10 July 2013 (Last Updated July 10th, 2013 18:30)

Freeport McMoRan Copper and Gold has secured approval from the Indonesian government to commence underground operations at Grasberg mine, the world’s second largest copper mine.

Grasberg mine

Freeport McMoRan Copper and Gold has secured approval from the Indonesian Government to commence underground operations at Grasberg mine, the world's second largest copper mine.

Operations were ceased at the mining complex in Papua on 15 May following the collapse of an underground training facility near its Big Gossan mine that killed 28 people.

With government approval and the completion of investigations, the company resumed full scale open-pit mining and concentrating activities at the Grasberg complex on 4 July.

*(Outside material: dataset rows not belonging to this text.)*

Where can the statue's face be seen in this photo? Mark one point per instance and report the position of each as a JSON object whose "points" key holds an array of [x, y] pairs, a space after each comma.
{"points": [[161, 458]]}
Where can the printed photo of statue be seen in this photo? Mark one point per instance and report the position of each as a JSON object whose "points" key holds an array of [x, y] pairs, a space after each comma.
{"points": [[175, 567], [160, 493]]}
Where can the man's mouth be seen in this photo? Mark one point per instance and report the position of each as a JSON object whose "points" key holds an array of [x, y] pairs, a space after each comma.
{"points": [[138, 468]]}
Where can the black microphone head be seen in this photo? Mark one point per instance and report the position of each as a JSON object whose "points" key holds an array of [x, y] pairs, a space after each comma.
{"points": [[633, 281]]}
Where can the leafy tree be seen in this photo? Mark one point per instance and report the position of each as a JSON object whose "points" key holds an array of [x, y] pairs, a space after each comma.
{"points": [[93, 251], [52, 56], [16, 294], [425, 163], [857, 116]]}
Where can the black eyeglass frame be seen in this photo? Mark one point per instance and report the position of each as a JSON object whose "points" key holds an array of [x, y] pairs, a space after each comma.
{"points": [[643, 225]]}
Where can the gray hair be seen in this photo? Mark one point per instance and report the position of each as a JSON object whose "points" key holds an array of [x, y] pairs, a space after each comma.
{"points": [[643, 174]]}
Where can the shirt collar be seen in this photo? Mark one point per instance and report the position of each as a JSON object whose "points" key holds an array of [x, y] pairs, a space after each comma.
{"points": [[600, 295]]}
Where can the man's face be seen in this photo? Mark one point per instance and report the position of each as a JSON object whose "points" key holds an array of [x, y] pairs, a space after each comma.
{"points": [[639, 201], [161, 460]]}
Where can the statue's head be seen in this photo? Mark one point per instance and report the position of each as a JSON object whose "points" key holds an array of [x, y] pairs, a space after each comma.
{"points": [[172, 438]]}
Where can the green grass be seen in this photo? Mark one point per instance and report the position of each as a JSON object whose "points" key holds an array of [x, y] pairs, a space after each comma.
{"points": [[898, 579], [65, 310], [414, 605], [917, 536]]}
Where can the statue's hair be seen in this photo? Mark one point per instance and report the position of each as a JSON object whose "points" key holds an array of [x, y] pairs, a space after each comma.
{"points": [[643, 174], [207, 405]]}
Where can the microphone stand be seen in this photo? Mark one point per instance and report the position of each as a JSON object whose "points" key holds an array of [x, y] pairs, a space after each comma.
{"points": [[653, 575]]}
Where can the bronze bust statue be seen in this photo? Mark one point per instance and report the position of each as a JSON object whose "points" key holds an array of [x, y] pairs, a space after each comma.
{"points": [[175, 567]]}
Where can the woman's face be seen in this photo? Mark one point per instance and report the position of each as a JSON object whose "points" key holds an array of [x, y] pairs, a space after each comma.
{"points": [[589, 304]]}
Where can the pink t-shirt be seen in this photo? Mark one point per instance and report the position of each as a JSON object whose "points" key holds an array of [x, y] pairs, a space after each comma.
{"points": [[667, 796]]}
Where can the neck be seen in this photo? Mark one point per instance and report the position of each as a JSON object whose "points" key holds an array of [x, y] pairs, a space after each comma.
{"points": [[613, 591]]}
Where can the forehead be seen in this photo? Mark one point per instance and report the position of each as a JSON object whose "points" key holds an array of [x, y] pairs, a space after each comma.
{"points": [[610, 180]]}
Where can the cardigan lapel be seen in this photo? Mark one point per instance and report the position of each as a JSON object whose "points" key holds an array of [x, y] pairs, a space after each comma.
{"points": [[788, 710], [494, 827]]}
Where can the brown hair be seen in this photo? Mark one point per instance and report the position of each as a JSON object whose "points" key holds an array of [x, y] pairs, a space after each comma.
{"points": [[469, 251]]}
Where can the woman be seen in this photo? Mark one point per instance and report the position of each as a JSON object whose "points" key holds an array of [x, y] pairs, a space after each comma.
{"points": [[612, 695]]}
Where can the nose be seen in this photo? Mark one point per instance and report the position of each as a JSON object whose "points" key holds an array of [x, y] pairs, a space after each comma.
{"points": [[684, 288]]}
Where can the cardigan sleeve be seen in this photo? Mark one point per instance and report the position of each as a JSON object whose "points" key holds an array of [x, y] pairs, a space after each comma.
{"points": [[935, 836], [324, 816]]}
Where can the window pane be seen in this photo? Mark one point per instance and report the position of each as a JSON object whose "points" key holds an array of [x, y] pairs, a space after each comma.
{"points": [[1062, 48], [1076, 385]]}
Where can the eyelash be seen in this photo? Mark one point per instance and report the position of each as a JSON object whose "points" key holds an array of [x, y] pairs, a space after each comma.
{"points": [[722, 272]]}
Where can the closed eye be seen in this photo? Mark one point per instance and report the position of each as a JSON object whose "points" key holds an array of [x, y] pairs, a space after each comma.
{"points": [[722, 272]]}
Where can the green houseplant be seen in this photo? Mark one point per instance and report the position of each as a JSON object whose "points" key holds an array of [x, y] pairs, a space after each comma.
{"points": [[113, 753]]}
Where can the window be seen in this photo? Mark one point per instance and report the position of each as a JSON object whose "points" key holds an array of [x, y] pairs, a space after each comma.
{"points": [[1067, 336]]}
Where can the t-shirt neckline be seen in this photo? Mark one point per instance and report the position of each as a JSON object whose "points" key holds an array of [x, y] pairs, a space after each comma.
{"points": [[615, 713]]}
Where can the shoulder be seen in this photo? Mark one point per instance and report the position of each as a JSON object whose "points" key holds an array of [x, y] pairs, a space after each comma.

Freeport Indonesia president director Rozik Soetjipto was quoted by Reuters as saying that that underground mining will take one month to return to full capacity.

The Grasberg complex is located some 60 miles north of Timika, at Tembagapura in Irian Jaya.

Before the closure, the daily copper ore output from open-pit mine touched approximately 140,000t, while the output from its underground operations was about 80,000t.

Deputy Energy and Mineral Resources Minister Susilo Siswoutomo said in a news conference that after considering the events, issues, the investigation and views of local government and communities, the government has decided that the mine is safe.

Siswoutomo also pointed out that in order to avoid any further accidents at the mine, the company needs to install detectors to monitor rock conditions and tunnel supports, and enhance safety conditions at training areas.

About 35% of production from the Grasberg mine is shipped for further processing in the domestic market. while the rest is shipped to countries such as Spain, South Korea, China and Japan.

After an accident on 15 May, Freeport resumed production on 28 May but a few days later one worker was killed in a separate accident, which prompted both the government and the workers' union to call for a temporary shutdown of the Grasberg mine complex.

Following these accidents, Freeport had to declare force majeure on copper shipments.

Soetjipto said the company would initially prioritise meeting its supply commitments for its Gresik smelter in Indonesia and then decide on lifting force majeure.

Meanwhile, Freeport is holding talks with the government for a new mining contract in order to replace its current 30-year contract, which will expire in 2021.

The government intends to conclude these talks this year but some industry experts doubt this will happen given that the initial deadline has already been missed by three years.

A member of the government team in discussions with Freeport over the mining contract said that the accident would not delay the talks any further.

Image: The Grasberg open pit, originally a 4,100m-high mountain, has been mined down to 3,000m. Photo: Alfindra Primaldhi.